Le donjon est en quelque sorte le verrou de cette ferme ou basse-cour. Elle doit empêcher toute approche indésirable par la mise en place de toute une série de moyens de défense :
  • le pont-levis : d'une longueur de 2,50m environ, il se rabattait contre la porte d'entrée par un système de cables ou de cordes : le relevage était facilité par deux poulies en bois fixées sur cette porte
  • la porte d'entrée : épaisse et cloutée pour émousser les lames des haches
  • le sol de la galerie est constitué sur toute sa longueur, de planches amovibles recouvrant un fossé rempli d'eau
  • l'assommoir : placé au centre de la voûte en berceau, permet de lancer, à partir du premier étage, des projectiles ou de frapper les indésirables avec un gourdin.

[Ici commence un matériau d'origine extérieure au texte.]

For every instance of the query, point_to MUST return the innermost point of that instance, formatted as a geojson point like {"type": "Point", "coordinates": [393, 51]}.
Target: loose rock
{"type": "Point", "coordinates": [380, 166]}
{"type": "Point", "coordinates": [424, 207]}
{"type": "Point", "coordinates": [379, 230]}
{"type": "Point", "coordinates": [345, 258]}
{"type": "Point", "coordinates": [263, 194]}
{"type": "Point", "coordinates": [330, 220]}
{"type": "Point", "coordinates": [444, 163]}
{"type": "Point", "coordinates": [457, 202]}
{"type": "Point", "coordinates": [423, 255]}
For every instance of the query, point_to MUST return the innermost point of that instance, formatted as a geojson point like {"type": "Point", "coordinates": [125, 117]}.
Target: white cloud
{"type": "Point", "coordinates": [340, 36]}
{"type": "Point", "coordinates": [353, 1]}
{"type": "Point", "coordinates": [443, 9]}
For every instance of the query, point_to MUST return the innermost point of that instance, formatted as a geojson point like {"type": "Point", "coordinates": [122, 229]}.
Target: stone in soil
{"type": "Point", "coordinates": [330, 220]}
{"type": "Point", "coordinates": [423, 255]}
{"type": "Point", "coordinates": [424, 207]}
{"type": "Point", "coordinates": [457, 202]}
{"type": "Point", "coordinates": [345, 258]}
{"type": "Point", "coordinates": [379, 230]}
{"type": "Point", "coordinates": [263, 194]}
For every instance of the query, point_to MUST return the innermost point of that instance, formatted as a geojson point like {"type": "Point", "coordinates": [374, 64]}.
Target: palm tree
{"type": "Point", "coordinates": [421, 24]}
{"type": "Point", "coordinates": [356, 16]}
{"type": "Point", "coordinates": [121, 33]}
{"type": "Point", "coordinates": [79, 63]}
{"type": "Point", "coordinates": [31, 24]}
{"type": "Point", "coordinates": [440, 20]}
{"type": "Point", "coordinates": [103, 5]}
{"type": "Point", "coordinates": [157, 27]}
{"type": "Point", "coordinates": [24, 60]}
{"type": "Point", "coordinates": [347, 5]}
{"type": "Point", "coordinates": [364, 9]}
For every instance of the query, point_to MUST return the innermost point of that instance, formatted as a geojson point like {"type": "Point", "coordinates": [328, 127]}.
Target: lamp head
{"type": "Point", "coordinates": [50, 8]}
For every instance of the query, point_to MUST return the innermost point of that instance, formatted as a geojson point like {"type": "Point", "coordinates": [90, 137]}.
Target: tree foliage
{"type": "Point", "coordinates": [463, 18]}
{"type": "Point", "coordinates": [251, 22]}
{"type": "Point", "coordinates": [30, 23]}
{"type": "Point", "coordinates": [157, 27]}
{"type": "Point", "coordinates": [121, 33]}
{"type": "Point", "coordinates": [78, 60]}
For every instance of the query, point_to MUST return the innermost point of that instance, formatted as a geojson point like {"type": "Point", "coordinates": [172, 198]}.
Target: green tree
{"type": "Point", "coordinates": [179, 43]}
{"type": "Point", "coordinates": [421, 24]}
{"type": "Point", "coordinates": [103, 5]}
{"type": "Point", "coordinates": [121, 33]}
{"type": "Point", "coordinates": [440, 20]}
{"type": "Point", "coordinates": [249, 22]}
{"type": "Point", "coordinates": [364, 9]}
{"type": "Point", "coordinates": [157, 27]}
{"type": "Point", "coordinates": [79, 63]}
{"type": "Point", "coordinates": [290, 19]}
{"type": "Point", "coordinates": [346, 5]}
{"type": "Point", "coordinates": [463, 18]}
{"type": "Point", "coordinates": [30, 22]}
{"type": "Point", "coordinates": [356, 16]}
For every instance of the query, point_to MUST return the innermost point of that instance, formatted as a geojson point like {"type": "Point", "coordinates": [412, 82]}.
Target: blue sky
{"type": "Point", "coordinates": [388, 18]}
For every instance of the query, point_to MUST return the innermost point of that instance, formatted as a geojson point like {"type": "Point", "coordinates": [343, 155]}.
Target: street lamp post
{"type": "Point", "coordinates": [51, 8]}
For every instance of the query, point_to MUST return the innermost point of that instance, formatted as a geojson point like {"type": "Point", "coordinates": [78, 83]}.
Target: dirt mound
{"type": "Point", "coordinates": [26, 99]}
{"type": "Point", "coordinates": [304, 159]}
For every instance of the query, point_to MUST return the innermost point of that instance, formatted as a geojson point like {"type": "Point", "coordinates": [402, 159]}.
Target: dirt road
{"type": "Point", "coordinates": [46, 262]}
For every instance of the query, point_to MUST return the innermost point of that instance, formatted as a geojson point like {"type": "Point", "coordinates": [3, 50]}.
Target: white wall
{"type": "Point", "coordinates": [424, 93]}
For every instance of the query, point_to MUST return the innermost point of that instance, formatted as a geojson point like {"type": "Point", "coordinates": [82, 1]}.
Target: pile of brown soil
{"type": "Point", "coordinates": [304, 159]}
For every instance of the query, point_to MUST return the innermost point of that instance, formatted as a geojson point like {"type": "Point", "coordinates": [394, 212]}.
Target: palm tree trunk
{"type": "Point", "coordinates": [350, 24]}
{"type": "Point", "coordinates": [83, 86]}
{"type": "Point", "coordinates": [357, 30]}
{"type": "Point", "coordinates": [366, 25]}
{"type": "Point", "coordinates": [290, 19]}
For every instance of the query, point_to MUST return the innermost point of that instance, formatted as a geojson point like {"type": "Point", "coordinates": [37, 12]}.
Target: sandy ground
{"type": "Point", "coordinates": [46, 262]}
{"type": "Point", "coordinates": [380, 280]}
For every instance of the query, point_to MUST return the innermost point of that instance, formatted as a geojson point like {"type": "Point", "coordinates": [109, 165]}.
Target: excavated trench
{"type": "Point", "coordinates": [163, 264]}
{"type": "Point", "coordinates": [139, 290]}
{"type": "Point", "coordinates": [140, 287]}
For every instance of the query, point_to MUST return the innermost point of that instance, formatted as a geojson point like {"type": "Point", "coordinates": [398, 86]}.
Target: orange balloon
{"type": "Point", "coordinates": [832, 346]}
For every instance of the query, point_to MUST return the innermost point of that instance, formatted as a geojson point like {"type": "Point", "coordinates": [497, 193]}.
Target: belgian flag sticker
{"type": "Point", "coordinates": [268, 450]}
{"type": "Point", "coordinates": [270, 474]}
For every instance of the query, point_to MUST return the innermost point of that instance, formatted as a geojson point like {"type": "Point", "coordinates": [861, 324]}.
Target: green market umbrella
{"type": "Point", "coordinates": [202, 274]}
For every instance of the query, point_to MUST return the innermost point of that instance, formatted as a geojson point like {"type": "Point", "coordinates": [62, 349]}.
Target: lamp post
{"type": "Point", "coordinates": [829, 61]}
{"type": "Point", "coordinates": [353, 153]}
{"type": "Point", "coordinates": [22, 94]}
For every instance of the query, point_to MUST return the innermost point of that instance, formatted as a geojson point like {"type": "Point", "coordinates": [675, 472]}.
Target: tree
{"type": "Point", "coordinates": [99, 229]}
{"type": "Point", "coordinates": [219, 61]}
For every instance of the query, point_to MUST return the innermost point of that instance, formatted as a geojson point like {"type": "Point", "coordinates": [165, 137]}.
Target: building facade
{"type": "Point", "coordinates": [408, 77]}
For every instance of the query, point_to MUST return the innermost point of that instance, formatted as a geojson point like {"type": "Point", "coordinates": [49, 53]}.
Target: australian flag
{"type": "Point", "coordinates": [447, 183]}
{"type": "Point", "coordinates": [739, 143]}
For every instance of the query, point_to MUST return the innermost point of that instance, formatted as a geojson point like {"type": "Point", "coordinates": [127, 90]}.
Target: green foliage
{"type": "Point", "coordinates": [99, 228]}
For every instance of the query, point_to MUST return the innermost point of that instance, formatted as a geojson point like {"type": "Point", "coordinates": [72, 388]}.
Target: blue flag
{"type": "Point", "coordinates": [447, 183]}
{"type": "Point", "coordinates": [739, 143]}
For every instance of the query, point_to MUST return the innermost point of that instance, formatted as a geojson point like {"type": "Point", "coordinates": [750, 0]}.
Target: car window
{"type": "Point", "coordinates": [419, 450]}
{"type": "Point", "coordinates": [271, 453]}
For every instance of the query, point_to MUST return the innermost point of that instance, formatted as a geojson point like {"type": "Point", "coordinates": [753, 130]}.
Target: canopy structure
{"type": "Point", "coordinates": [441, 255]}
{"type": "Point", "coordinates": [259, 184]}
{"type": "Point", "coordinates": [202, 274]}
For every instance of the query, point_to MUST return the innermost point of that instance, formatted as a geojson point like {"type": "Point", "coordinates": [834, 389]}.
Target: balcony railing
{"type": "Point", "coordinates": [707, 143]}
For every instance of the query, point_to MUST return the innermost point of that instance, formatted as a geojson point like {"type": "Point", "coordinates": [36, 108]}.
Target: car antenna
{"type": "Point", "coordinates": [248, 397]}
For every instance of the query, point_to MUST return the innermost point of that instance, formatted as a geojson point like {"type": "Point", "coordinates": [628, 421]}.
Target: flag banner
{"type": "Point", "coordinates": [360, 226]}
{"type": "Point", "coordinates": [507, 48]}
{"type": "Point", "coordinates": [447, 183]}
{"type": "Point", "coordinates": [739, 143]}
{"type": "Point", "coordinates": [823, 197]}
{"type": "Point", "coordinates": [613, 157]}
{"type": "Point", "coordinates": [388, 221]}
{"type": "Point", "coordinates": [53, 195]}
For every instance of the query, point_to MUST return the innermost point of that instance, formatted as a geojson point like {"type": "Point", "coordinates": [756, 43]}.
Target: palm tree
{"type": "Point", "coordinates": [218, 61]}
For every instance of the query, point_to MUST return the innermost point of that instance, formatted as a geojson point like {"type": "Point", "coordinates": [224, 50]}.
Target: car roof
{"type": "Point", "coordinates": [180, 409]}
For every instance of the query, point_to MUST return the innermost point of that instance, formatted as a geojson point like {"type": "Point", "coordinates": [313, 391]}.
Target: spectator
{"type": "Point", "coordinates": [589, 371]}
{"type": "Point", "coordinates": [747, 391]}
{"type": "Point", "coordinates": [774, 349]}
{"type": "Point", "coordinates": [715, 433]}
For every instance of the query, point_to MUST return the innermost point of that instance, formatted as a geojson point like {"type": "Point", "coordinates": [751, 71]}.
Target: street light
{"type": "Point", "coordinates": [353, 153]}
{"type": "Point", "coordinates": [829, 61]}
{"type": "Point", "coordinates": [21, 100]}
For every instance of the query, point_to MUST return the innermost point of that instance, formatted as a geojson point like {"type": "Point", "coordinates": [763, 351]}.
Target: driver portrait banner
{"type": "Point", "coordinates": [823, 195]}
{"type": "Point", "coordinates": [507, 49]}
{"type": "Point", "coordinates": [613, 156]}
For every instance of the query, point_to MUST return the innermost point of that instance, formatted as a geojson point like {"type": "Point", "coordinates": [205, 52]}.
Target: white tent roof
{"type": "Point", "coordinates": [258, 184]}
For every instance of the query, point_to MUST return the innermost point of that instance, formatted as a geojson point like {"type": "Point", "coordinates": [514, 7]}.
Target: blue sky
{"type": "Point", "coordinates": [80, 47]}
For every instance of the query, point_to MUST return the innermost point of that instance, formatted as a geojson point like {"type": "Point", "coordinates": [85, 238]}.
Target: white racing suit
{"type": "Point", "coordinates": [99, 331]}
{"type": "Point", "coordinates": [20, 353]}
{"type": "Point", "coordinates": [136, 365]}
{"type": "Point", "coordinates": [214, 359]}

  • la porte intérieure : devait permettre de refermer la galerie à la manière d'un sas. Elle était calée par un gros madrier qui prenait place dans les excavations creusées dans le mur de part et d'autre
  • l'accès au donjon : se fait uniquement par une porte située au premier étage de l'édifice. La pénétration dans l'habitation se faisait donc grâce à des échelles mobiles appuyées sur un palier d'une longueur de 2,20m, que l'on pouvait, à la manière d'un pont-levis, rabattre sur la porte d'entrée.

En cas d'alerte, tout le monde rentrait dans le donjon. Les derniers rentrés mettaient les moyens de défense en place : remonter le pont-levis, fermer la porte, enlever tout le plancher de la galerie, fermer la deuxième porte, la caler avec le madrier, grimper sur les échelles, relever le palier mobile, fermer la porte d'entrée et la caler, elle aussi avec un madrier, se poster près de l'assomoir et attendre.